In 2010 I was a member of the National Review into the ALP, which made a number of recommendations for Party reform.
In December 2012, I promised to pursue outstanding integrity reforms by moving to formally change the Party’s rules at the next possible opportunity.
I considered then, and consider now, essential next steps to be:
- The inclusion of strong integrity measures for elected representatives, Party officials, and members in our rules; and
- Preselection by ballot of the full Party membership in NSW for Senate and NSW Legislative Council candidates.
Labor must clearly demonstrate to all those within and without the Party that we have learnt from the past and that we are fully committed to preventing corrupt behaviour ever again taking hold.
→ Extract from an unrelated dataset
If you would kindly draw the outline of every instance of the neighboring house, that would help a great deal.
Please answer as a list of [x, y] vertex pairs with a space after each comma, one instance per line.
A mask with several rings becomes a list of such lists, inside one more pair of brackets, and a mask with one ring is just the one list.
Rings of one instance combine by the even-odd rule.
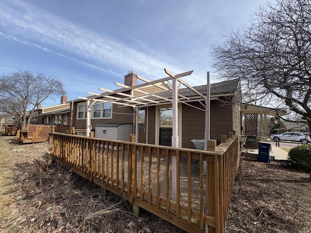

To do so we must not only enshrine in our Rules our commitment to ethical behaviour, but also change the processes that enabled individuals with neither Labor values, nor Labor party members’ support, to gain preselection through nothing more than factional anointment.
Current upper house preselection processes in NSW enfranchise only factional leaders.
The NSW ALP Annual Conference in July this year is the first opportunity at either a state or national level to pursue these changes to our rules.
My position on the need for reforms to increase transparency, accountability and democracy within the ALP remains unchanged. As I have repeatedly said, (see links below) Labor’s commitment to democracy and to integrity must be demonstrated within our Party as well as through our policies.